Cuanto más leo,
más náuseas me da el publicar
lo que he venido escribiendo
en los últimos años.
Lezguievo Z.
A veces
te mueven el tapete. Te hacen creer que están realmente interesados en lo que
escribes -en lo que escribes que piensas verdaderamente. Y tú, loco de remate
que te pones, sobre todo desde que decidiste dejar constancia de tus anubados pensamientos, te has tragado el anzuelo. No pasa ni una hora y ya
estás frenético tratando de localizar todos los archivos que guardas con
diferentes nombres y en diferentes carpetas de colores para hacer, una vez más
entre las incontables veces que lo has hecho, la propuesta de ese libro que
supones lo publicarán quienes te han contactado por email.

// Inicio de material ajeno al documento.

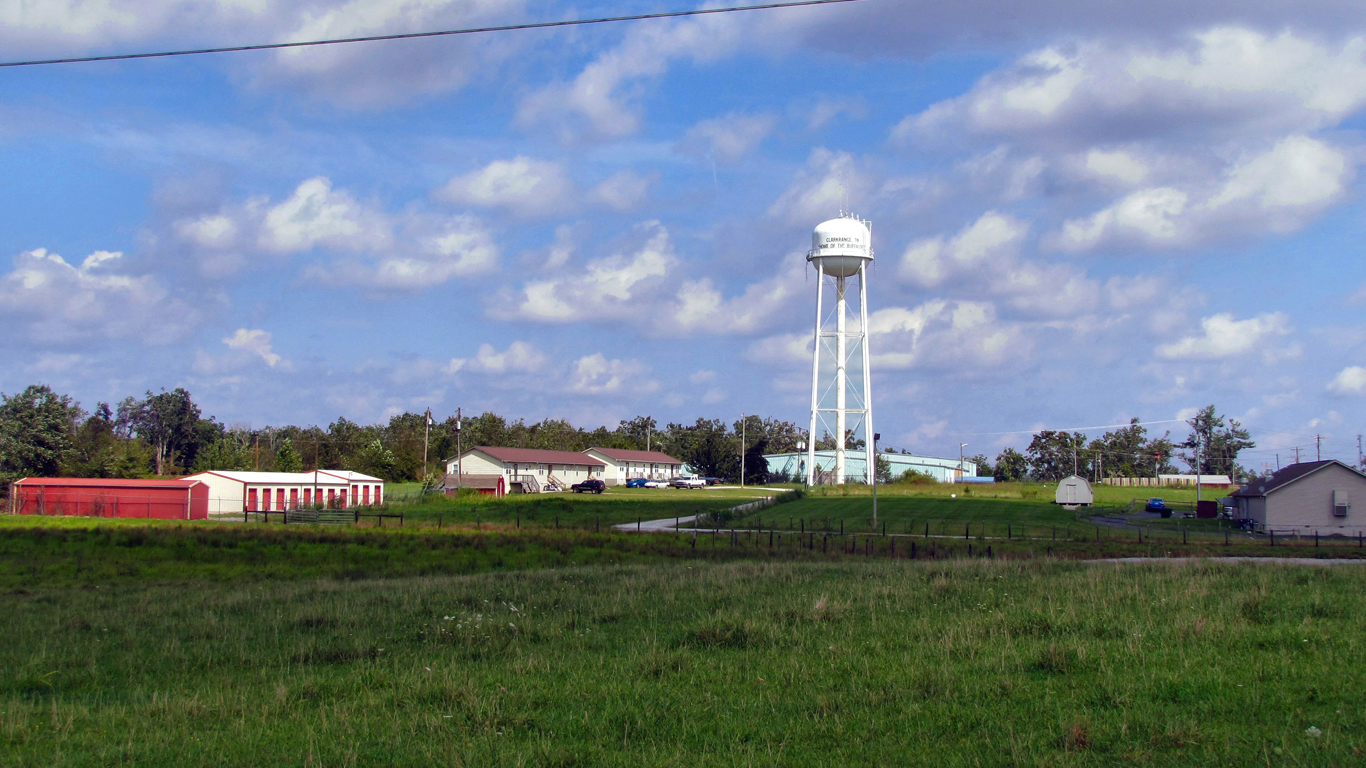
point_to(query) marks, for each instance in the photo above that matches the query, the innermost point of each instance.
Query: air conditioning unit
(1340, 504)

“Falso”, te lo dices después de un
tiempo, esto es, luego que has descubierto los brillos de la verdad en los filos
de la nada. “Sigo pensando en que realmente existen las virtudes del ser humano.

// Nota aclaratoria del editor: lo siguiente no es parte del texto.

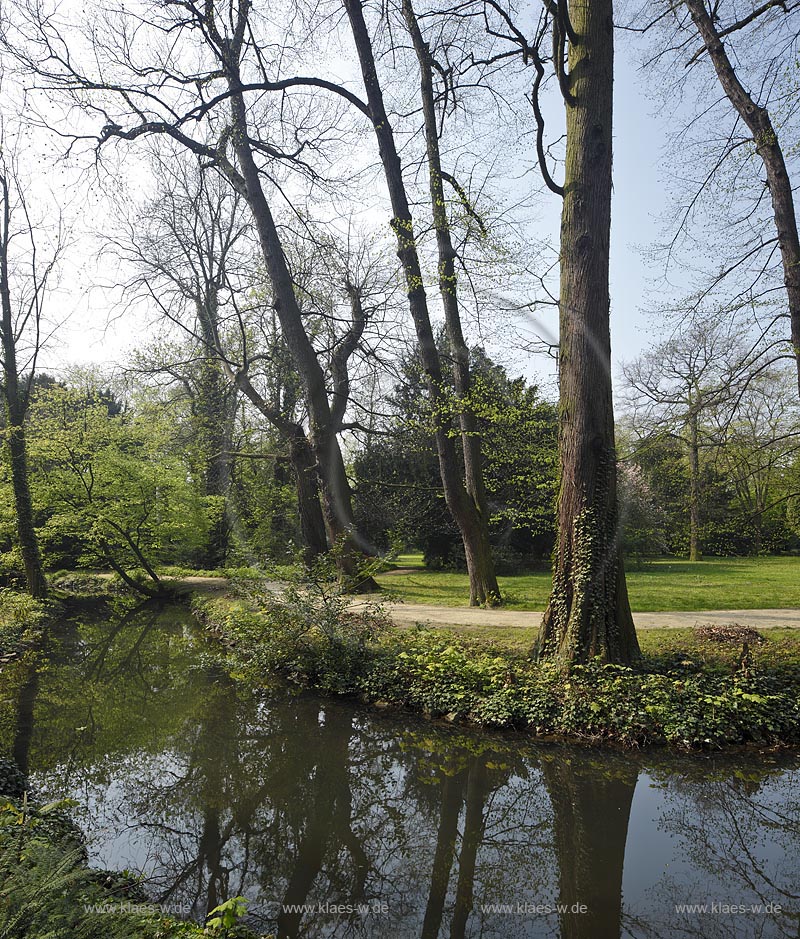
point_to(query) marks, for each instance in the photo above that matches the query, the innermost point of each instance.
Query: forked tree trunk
(768, 147)
(15, 406)
(337, 497)
(461, 504)
(588, 613)
(215, 408)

¿Pero que aparece en lugar de ello? Un nauseabundo hedor a dinero. Una promesa
que me llevaría a prisión, si no es que a otro lugar más humillante que ese. Todo
esto que me ofrecen no es más que trampa o zanahorias que me conducirían hasta
las fauces del infierno”.
Ahora en esta noche, después de tantos
manuscritos enviados por correo y por tantos noes recibidos, junto con la
apabullante cantidad de paquetes / presupuestos / estimados que algunas casas
editoriales te han dado a conocer para que consideres (((de acuerdo a tus
necesidades y a tu situación financiera))) las publicación de tus pesadillas
bajo su sello, has decidido vomitar en la computadora todo el malestar de tu
cultura.
Antes de lavarte las manos –que están
llenas de espanto- te buscas en el espejo que cuelga lunareado en la pared del
baño, y qué ves: un par de ojos como uvas rodeadas por nieve; una cara
rasguñada por los días y las horas de existir en el dolor, una boca
entreabierta por el fantasma de una falsa sonrisa; y la nariz, ese hueco insaciable
por el que el mundo ha llegado a elevarte hasta las parabólicas cimas de la
alegría o te ha tirado en los agujeros negros de la desolación.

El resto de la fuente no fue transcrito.